На этот раз Вера ответила не слишком уверенно:
— Не знаю, — сказала она, — за час до ленча, а может быть, и позже.
Блор спросил:
— Это было до того, как мы разговаривали с генералом или позже?
— Не знаю, — сказала Вера. — Он был какой-то странный, — она передернулась.
— А в чем заключалась его странность? — осведомился судья.
— Он сказал, что все мы умрем, потом сказал, что ждет конца. Он меня напугал… — понизив голос, сказала Вера.
Судья кивнул.
— А потом что вы делали? — спросил он.
— Вернулась в дом.
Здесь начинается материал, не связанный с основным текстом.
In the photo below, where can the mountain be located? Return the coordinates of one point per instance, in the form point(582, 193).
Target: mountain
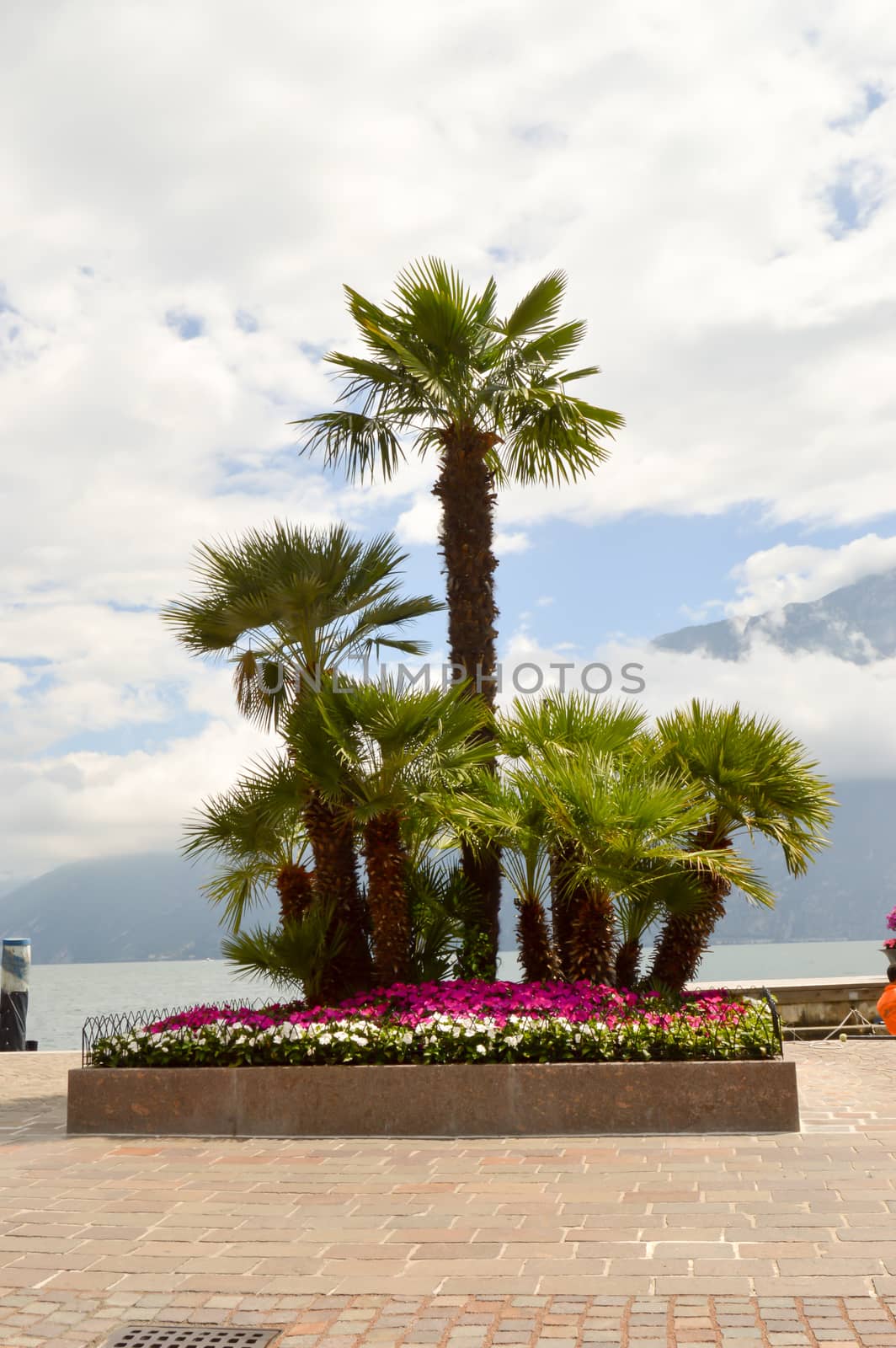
point(143, 907)
point(856, 623)
point(150, 907)
point(848, 891)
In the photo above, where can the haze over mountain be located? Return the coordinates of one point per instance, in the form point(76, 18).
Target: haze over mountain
point(148, 907)
point(141, 907)
point(855, 623)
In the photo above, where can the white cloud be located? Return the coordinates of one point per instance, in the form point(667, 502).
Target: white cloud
point(787, 575)
point(844, 714)
point(235, 168)
point(511, 543)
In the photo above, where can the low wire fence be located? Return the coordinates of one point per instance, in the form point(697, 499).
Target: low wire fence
point(125, 1022)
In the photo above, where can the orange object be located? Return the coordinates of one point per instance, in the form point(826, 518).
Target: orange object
point(887, 1008)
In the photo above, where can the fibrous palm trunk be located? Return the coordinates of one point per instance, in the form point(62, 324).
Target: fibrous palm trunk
point(467, 491)
point(686, 936)
point(536, 954)
point(627, 964)
point(387, 896)
point(332, 837)
point(296, 887)
point(566, 896)
point(592, 940)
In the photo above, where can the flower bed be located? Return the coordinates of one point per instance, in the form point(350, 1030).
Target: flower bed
point(456, 1024)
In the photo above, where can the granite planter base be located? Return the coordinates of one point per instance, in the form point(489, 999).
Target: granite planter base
point(552, 1099)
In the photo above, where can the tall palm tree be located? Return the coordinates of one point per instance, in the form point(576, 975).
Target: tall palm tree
point(381, 752)
point(492, 399)
point(287, 606)
point(754, 778)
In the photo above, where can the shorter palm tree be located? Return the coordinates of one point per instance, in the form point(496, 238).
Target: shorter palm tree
point(287, 606)
point(752, 778)
point(379, 754)
point(255, 835)
point(541, 738)
point(298, 956)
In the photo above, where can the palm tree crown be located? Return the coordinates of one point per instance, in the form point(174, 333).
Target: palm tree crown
point(752, 777)
point(442, 363)
point(495, 401)
point(287, 604)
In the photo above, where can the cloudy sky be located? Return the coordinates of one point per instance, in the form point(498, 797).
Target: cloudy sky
point(188, 184)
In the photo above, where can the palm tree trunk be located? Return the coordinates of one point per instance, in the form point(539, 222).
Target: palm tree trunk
point(627, 961)
point(332, 837)
point(296, 887)
point(592, 941)
point(467, 492)
point(565, 898)
point(685, 937)
point(387, 896)
point(536, 954)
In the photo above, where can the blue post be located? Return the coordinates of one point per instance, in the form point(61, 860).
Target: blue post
point(15, 967)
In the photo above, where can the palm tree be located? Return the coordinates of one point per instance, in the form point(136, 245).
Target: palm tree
point(543, 735)
point(624, 832)
point(256, 836)
point(255, 833)
point(286, 606)
point(752, 778)
point(492, 401)
point(381, 752)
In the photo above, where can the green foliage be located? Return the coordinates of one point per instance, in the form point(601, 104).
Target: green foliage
point(751, 775)
point(437, 357)
point(253, 831)
point(294, 956)
point(289, 604)
point(355, 1040)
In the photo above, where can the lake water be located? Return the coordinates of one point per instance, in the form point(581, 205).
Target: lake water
point(64, 994)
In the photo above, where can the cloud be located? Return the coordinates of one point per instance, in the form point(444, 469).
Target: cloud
point(842, 712)
point(511, 543)
point(184, 201)
point(799, 573)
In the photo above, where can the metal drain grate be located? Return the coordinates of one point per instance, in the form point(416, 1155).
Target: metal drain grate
point(190, 1336)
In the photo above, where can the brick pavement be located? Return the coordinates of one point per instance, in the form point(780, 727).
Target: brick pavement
point(721, 1240)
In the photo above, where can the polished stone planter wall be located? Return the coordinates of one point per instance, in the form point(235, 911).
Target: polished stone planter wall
point(437, 1102)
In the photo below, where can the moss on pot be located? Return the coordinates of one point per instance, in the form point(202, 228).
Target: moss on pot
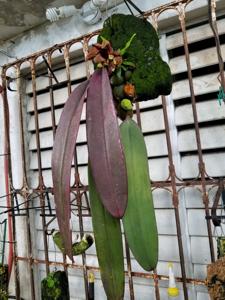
point(55, 286)
point(151, 75)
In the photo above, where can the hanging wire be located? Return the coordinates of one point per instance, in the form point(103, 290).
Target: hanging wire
point(4, 222)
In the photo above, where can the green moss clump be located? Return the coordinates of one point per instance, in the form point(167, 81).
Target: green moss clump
point(55, 286)
point(151, 75)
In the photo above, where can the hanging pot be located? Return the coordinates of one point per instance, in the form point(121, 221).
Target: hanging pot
point(216, 279)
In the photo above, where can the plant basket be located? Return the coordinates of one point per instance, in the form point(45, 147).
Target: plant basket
point(216, 279)
point(55, 286)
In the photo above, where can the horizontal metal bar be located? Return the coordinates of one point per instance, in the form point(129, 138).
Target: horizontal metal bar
point(134, 274)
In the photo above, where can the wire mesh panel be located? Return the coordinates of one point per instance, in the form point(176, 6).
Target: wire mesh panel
point(185, 144)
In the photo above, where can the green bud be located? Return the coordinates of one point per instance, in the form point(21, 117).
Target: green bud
point(126, 104)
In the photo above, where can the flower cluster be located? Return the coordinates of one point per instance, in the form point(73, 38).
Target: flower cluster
point(103, 55)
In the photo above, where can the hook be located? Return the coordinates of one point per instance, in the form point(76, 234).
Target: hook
point(9, 81)
point(134, 6)
point(220, 193)
point(50, 69)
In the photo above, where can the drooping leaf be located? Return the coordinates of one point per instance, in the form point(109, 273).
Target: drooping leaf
point(109, 246)
point(104, 145)
point(62, 156)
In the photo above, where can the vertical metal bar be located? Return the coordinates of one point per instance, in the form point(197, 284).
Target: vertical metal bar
point(129, 270)
point(175, 198)
point(213, 24)
point(52, 105)
point(156, 285)
point(25, 184)
point(51, 92)
point(11, 218)
point(77, 179)
point(41, 186)
point(181, 11)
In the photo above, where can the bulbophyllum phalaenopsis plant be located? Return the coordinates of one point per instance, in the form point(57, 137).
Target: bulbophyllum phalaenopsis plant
point(128, 68)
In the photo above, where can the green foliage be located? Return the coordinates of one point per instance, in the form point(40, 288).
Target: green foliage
point(77, 247)
point(151, 75)
point(55, 286)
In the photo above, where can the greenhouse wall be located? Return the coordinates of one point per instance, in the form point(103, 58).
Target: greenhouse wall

Затем, перед ленчем, снова вышла, поднялась на гору. Я весь день не могла найти себе места.
Судья Уоргрейв потрогал подбородок.
— Остается еще Роджерс, — сказал он. — Но я не думаю, что его показания что-либо добавят к имеющимся у нас сведениям.
Роджерс, представ перед судилищем, ничего особенного не сообщил. Все утро он занимался хозяйственными делами, потом готовил ленч. Перед ленчем подал коктейли, затем поднялся наверх — перенести свои вещи с чердака в другую комнату. Он не выглядывал в окно и не видел ничего, что могло бы иметь хоть какое-то отношение к смерти генерала Макартура. Он твердо уверен, что, когда накрывал на стол перед ленчем, там стояло восемь негритят.
Роджерс замолчал, и в комнате воцарилась тишина. Судья Уоргрейв откашлялся. Ломбард прошептал на ухо Вере: «Теперь он произнесет заключительную речь».
— Мы постарались как можно лучше расследовать обстоятельства этих трех смертей, — начал судья. — И если в некоторых случаях отдельные лица не могли (по всей вероятности) совершить убийство, все же ни одного человека нельзя считать полностью оправданным и свободным от подозрений. Повторяю, я твердо уверен, что из семи человек, собравшихся в этой комнате, один — опасный преступник, а скорее всего еще и маньяк. Кто этот человек, мы не знаем. Нам надо решить, какие меры предпринять, чтобы связаться с сушей на предмет помощи, а в случае, если помощь задержится (что более чем вероятно при такой погоде), какие меры предпринять, чтобы обеспечить нашу безопасность — сейчас нам больше ничего не остается.
Я попрошу каждого подумать и сообщить мне, какой выход из создавшегося положения он видит. Предупреждаю, чтобы все были начеку. До сих пор убийце было легко выполнить свою задачу — его жертвы ни о чем не подозревали. Отныне наша задача — подозревать всех и каждого. Осторожность — лучшее оружие. Не рискуйте и будьте бдительны. Вот все, что я вам хотел сказать.
— Суд удаляется на совещание, — еле слышно пробормотал Ломбард.
Глава десятая
— И вы ему поверили? — спросила Вера.